|Rezension| Mein drittes Leben – Daniela Krien

von | Aug 27, 2024 | 0 Kommentare

Die Liebe im Ernstfall 

Verlag: Diogenes
Gebundene Ausgabe: 26,00 Euro
Ebook: 12,99 Euro
Erscheinungsdatum: 21.08.2024
Seiten: 304

„Ihre prüfende Blicke werden mich durchleuchten, sie werden eine stumme Bewertung meines Heilungsprozesses vornehmen, werden mich rücksichtsvoll, aber wie eine Patientin behandeln, eine von der man erwartet, dass sie sich etwas mehr Mühe gibt, ein bisschen besser mitmacht. Menschen ermüden vom Leid anderer Menschen. Sie verlieren die Lust, Rücksicht zu nehmen, wollen wieder selbst klagen dürfen. Sie sind heimlich wütend darüber, dass vor meinem Problem jedes ihrer eigenen Probleme verblasst.“ (S.112 f.)

Inhalt

Sie hat alles gehabt und alles verloren: Sekunden der Unachtsamkeit kosten ihre einzige Tochter das Leben. Tief sieht Linda in den Abgrund und wäre beinahe gefallen, doch da sind hauchfeine Fäden, die sie halten – die Hündin Kaja, die steten Handgriffe im Garten, das Mitgefühl für andere. Wie viel Kraft in ihr steckt, ahnt sie erst, als sie zurückfindet in einen Alltag und zu sich selbst.

Mein Eindruck

“Die Liebe im Ernstfall” ist eigentlich der Titel eines anderen Romans von Daniela Krien, aber er wäre für “Mein drittes Leben” ebenso passend gewesen, denn in ihrem neuesten Werk schildert die Autorin, was mit der Liebe im Ernstfall passieren kann. Der Ernstfall ist der Tod der einzigen Tochter von Linda und Richard. Wie geht ein Elternpaar mit diesem Verlust um? Was macht das mit ihrer Beziehung? Darüber schreibt Daniela Krien in ihrem fünften Roman in ihrem unverwechselbaren Stil, der sich stets durch eine schmerzhafter Klarheit und eine poetische Sprache auszeichnet. 

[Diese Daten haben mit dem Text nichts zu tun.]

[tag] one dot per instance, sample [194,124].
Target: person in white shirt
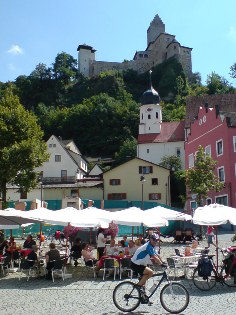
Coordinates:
[112,250]
[101,242]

Die Autorin versteht es, die unangenehmen Themen anzupacken und scheut sich nicht, Wahrheiten auszusprechen, bis es weh tut. Aus der Sicht ihrer Protagonistin Linda schreibt sie über den Umgang mit dem Verlust eines geliebten Menschen und legt dabei den Fokus auf den Prozess und die unterschiedlichen Arten des Trauerns. Während Linda nach dem Tod ihrer Tochter stückchenweise zu sterben scheint, findet ihr Mann nach und nach ins Leben zurück, so dass die Diskrepanz zwischen den Beiden immer größer wird. Besonders gut hat mir auch gefallen, wie die Autorin auf das Umfeld des Paares und deren Umgang mit den Trauerenden eingeht. Wie aus anfänglichem Verständnis und Mitgefühl irgendwann Unverständnis und die “Jetzt guck’ doch mal nach vorn!”-Attitüde wird und auch wie Fremde plötzlich zu Vertrauten werden während lange Vertraute zu Fremden werden.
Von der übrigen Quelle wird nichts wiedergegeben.